15. Carefully place the cloning cylinders around each clone with the curved forceps (see Supplementary Figure 1A). If necessary, reposition the cylinders around the clones. 16. Using a 1- or 2-mL pipette, add melted agarose (at 37°C) dropwise along the bottom (outer) edge of each of the cylinders (3 or 4 drops would suffice to create a seal and embed the cylinder to the plate) (see Supplementary Figure 1B). 17. Carefully replace the cover of the plates, and allow the agarose to solidify (keep the plates flat on the metal surface of the tissue culture hood for 2-5 min).

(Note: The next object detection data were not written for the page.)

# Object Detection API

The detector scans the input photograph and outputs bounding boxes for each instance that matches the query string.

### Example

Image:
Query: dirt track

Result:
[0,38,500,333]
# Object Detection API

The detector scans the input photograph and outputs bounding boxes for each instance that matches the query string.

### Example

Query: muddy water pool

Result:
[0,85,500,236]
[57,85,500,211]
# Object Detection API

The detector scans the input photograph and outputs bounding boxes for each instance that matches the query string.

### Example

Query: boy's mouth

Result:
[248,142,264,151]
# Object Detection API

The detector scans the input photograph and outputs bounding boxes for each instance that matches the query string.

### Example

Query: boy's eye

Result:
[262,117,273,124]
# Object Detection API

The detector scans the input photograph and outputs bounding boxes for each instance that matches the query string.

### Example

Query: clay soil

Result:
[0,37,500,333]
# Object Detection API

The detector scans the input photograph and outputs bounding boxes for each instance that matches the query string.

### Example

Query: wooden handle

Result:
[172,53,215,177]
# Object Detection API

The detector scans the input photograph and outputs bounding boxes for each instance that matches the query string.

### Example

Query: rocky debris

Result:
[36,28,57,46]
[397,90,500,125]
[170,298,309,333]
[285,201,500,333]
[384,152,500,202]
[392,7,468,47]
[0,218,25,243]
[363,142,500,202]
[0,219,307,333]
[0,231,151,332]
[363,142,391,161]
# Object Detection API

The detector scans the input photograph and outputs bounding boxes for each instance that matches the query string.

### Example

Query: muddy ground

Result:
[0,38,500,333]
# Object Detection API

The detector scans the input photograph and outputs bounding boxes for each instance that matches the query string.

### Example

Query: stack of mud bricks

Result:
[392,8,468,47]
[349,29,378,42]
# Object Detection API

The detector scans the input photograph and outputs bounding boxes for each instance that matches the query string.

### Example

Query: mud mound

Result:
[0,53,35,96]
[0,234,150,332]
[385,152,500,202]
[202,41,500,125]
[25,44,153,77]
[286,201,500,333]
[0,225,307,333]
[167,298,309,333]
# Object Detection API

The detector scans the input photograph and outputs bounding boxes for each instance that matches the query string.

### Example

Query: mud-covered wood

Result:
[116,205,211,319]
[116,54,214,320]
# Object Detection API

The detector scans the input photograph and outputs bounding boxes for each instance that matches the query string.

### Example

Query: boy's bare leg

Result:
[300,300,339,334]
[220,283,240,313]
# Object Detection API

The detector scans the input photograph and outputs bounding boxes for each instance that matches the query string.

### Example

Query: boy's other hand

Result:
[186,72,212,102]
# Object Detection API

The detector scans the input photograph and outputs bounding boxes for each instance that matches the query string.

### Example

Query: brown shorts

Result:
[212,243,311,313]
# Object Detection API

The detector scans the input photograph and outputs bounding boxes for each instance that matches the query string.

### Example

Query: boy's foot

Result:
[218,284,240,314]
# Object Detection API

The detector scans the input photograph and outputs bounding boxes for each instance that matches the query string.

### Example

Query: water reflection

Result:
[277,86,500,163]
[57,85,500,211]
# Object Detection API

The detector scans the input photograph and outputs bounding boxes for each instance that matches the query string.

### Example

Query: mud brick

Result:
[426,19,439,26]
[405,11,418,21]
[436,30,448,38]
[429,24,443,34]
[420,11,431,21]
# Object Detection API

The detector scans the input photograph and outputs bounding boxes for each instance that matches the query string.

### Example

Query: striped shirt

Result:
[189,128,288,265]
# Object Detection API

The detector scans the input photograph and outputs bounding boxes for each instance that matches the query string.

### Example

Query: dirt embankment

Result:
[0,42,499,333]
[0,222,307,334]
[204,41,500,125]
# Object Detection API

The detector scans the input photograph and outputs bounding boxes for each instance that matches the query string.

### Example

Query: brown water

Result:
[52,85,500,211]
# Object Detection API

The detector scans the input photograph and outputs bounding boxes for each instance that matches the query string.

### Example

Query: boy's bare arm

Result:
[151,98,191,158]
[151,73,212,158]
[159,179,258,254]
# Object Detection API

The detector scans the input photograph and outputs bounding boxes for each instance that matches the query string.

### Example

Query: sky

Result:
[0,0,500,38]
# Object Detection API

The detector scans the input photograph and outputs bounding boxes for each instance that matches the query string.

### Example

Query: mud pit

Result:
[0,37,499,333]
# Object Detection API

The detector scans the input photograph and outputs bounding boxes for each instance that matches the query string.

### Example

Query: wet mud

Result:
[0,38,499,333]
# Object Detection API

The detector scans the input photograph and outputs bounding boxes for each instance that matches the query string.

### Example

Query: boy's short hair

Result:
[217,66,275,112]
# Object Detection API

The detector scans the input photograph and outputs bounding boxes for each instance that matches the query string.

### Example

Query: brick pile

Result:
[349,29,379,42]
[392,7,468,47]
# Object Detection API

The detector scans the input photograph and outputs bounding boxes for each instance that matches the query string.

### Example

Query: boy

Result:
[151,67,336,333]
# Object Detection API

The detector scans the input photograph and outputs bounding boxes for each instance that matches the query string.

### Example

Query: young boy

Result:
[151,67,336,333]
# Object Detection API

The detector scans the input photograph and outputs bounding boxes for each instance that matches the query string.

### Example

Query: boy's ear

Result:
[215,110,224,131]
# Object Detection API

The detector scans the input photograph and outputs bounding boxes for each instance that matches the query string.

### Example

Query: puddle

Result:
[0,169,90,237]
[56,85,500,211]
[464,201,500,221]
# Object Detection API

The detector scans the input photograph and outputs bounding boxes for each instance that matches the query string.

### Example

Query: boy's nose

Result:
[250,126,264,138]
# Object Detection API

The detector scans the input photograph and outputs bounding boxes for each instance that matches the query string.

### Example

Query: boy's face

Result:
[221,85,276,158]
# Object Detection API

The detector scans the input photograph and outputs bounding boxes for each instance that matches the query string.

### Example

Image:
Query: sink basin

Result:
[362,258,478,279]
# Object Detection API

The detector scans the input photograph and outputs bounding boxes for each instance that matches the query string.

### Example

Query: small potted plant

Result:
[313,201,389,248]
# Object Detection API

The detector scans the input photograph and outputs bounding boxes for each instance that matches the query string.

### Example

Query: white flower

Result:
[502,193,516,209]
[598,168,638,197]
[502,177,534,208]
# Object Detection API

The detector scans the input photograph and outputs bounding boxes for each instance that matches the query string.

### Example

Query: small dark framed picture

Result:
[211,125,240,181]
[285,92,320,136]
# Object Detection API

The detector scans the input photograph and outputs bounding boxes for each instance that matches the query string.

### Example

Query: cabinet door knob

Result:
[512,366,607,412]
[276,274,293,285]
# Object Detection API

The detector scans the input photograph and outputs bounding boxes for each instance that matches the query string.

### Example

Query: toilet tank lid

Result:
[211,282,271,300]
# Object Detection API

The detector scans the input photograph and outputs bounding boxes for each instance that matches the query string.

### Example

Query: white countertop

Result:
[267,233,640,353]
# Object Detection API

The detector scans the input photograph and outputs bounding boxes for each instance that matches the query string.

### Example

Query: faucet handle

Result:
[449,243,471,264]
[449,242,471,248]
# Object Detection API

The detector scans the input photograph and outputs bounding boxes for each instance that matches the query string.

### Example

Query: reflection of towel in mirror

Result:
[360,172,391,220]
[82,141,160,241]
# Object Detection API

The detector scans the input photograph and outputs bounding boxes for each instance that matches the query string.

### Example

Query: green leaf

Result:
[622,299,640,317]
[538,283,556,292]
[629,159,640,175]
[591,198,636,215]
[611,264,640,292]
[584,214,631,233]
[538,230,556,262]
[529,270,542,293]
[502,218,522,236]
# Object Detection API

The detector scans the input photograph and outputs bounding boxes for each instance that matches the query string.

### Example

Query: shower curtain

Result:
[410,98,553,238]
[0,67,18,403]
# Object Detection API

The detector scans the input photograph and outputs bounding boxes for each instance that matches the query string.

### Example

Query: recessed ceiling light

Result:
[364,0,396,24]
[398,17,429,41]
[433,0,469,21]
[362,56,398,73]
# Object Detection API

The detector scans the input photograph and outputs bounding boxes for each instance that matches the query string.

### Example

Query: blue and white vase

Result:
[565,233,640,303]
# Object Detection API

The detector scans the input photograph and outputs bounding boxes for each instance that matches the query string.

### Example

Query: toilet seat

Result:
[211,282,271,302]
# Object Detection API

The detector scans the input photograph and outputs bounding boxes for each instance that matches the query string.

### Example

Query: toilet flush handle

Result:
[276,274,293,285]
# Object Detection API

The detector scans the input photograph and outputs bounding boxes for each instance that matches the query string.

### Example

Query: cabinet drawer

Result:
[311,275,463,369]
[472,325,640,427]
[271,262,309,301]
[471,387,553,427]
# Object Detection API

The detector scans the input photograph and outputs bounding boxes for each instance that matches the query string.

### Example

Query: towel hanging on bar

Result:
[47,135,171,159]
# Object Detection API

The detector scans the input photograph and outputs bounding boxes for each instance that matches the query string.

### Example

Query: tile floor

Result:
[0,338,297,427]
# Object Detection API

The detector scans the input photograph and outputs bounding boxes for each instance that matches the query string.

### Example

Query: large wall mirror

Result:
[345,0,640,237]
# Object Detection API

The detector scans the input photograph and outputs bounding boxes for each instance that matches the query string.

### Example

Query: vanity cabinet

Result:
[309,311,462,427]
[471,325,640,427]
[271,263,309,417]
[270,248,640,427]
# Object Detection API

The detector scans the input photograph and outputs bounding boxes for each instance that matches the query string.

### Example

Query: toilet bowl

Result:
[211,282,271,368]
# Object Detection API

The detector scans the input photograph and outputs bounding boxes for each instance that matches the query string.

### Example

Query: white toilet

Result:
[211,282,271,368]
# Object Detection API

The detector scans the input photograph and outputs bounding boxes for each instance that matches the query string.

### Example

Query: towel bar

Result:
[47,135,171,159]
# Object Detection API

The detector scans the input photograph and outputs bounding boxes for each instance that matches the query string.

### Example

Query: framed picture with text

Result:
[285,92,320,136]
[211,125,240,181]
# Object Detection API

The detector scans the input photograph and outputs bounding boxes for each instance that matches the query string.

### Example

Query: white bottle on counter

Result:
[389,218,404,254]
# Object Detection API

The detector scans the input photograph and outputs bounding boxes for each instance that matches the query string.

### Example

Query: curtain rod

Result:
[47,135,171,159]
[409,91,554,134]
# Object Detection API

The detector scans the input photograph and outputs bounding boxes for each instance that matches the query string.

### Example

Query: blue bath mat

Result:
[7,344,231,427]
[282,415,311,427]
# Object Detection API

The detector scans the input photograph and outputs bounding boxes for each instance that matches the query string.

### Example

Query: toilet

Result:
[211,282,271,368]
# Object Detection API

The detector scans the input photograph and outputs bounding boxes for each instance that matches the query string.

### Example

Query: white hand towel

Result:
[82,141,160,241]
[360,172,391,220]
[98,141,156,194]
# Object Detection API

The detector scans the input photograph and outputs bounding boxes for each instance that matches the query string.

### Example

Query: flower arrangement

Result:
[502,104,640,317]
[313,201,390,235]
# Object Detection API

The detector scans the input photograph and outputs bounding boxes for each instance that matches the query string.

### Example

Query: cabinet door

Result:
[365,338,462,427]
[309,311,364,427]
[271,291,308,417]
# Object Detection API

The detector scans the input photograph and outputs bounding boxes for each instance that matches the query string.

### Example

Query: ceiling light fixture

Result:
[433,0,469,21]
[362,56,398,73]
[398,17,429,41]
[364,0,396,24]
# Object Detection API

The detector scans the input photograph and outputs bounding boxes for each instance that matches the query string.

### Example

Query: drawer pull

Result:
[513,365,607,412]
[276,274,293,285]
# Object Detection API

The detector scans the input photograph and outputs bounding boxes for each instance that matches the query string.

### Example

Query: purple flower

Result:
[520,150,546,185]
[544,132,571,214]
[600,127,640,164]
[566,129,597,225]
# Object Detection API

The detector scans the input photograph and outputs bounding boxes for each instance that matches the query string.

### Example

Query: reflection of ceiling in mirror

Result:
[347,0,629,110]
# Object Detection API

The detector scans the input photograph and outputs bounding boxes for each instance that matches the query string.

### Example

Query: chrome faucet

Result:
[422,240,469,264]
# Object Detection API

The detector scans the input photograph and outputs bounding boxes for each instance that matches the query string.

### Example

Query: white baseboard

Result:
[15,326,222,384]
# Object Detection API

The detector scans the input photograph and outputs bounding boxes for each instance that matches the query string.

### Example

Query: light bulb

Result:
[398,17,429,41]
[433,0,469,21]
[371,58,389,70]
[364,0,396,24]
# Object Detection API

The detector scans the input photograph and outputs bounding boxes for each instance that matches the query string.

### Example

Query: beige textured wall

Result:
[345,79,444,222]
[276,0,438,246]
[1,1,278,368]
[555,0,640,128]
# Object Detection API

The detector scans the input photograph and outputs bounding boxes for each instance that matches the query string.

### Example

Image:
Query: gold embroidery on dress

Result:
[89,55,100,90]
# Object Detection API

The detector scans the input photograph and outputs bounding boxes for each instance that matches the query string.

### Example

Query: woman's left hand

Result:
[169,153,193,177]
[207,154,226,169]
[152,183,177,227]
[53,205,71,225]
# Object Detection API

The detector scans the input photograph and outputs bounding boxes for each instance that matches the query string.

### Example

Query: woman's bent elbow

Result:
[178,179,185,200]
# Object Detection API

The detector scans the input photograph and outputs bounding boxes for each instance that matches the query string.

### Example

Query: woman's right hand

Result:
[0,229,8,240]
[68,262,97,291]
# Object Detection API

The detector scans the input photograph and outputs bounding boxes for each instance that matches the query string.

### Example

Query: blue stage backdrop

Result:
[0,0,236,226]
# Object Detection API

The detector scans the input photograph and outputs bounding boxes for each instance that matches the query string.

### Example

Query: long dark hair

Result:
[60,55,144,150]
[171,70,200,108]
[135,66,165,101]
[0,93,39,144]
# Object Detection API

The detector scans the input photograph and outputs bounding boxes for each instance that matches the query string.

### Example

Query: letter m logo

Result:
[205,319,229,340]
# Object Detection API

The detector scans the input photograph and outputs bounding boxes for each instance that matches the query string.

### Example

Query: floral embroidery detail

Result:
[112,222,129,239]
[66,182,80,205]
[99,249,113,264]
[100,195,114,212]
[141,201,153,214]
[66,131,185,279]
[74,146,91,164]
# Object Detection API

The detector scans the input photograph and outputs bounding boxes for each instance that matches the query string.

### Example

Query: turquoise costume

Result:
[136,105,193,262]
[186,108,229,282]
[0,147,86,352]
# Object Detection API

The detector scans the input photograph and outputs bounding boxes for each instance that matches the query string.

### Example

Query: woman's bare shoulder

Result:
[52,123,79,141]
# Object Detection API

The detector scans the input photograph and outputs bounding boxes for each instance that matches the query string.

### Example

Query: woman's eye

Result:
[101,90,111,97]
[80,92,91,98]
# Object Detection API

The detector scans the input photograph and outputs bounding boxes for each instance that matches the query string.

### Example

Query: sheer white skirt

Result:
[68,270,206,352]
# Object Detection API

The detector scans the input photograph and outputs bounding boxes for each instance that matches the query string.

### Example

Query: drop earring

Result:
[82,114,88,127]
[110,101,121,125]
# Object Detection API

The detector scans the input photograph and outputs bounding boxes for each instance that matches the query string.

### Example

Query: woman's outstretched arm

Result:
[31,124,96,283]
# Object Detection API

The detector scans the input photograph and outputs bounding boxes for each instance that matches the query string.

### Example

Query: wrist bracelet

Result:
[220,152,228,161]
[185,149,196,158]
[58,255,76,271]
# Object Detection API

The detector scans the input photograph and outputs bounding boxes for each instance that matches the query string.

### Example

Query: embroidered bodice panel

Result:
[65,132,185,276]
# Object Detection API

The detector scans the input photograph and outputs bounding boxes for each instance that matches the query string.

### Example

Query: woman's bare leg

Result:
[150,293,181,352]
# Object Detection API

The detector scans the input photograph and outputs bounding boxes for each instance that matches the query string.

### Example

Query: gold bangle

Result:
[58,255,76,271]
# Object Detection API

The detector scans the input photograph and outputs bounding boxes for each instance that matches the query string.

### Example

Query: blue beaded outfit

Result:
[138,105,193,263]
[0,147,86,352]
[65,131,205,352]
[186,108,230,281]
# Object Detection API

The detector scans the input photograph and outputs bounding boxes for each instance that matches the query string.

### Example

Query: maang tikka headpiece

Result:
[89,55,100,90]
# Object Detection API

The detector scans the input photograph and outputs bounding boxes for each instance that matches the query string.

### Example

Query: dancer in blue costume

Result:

TRYPSIN-EDTA TREATMENT OF THE EMBEDDED CELL CLONES 18. With a micropipette, add 40 μL of 0.05% trypsin-EDTA into each of the cloning cylinders (see Supplementary Figure 1C). 19. Replace the lid and transfer the plate to a 37°C incubator for 2–5 min. Monitor the detachment of cells under an inverted microscope. (Once the cells take an oval shape they are ready to be detached and aspirated.) 20. Transfer the plates back to the hood. 21. Aspirate ~100 μL media from a well of the 24-well plate into a prepared Pasteur pipette (draw up until the liquid extends about 2 cm into the tip of the pipette). 22. To ease manipulation of the pipette tip inside the cloning cylinder, place the tissue culture plate at an angle in the hood (see Supplementary Figure 1D). Expirate sufficient media into the cylinder until it is filled to capacity, and slowly pipette in-and-out several times to detach the cells. 23. Transfer the entire cell suspension with the same pipette into the corresponding well in the 24-well plate (see Supplementary Figure 1E). 24. Repeat the process quickly until all clones are transferred to the 24-well plate. 25. Transfer the plate to tissue culture incubator for propagation and downstream analysis. EQUIPMENT

 Small tapered cloning cylinders (sterile, 4.7 mm interior diameter × 8 mm tall) (Cat. no. 378470100; Bel-Art Products, Pequannock, NJ, USA, or equivalent).  Non-adsorbant, cotton-tipped, 5.75-in Pasteur pipettes, (Cat. no. 13-678-8A; Fisher Scientific, Hanover Park, IL, USA), or Pasteur pipettes plugged with non-adsorbant cotton (Cat. no. 07-895; Fisher Scientific, Hanover Park, IL, USA)  Jeweler’s forceps, curved, 4.75-in (Cat. no. 08-953-F; Fisher Scientific, or equivalent)  3.5-in × 9-in sterilization pouches (Cat. no. 01-812-51; Fisher Scientific, or equivalent)  Disposable 24-well tissue culture plates, 1.0- or 2.0-mL (e.g. Cat no. 3047, Becton Dickinson, Lincoln Park, NJ, USA)  100- or 200-μL sterile micropipette (Cat. no. L-200, Rainin Instruments, LLC., Oakland, CA, USA, or equivalent)  Disposable 100- or 200-μL disposable filtered sterile tips (Cat. no. RT-L200F, Rainin Instruments, LLC., or equivalent)  15-mL sterile, disposable polypropylene or polystyrene tubes (Cat. no. 430790, Corning Inc., Corning, NY, USA, or equivalent)  Bunsen burner (Cat. no. S41898; Fisher Scientific) or alcohol burner (Cat. no. S41898, Fisher Scientific)  Heater-equipped stirrer (Model no. PC-520, Stirrer/Hotplate, Corning Inc.)  10-mL plastic or glass Luer Lock syringes (BD-disposable, Cat. no. 309604; Becton Dickinson, Lincoln Park, NJ, USA or Cat. no. 14-823-2A; Fisher Scientific)*  0.22-μm sterile Luer Lock syringe-filter cartridges (Millex, 33-mm diameter, Cat. no. SLGV033RS; Millipore Corp., Danvers, MA, USA)*

*Luer Lock syringes and syringe-filter cartridges are required to prepare sterile agarose per this protocol. However, an alternative autoclave-based method that does not require syringes or filters is also described below (see Hint, above).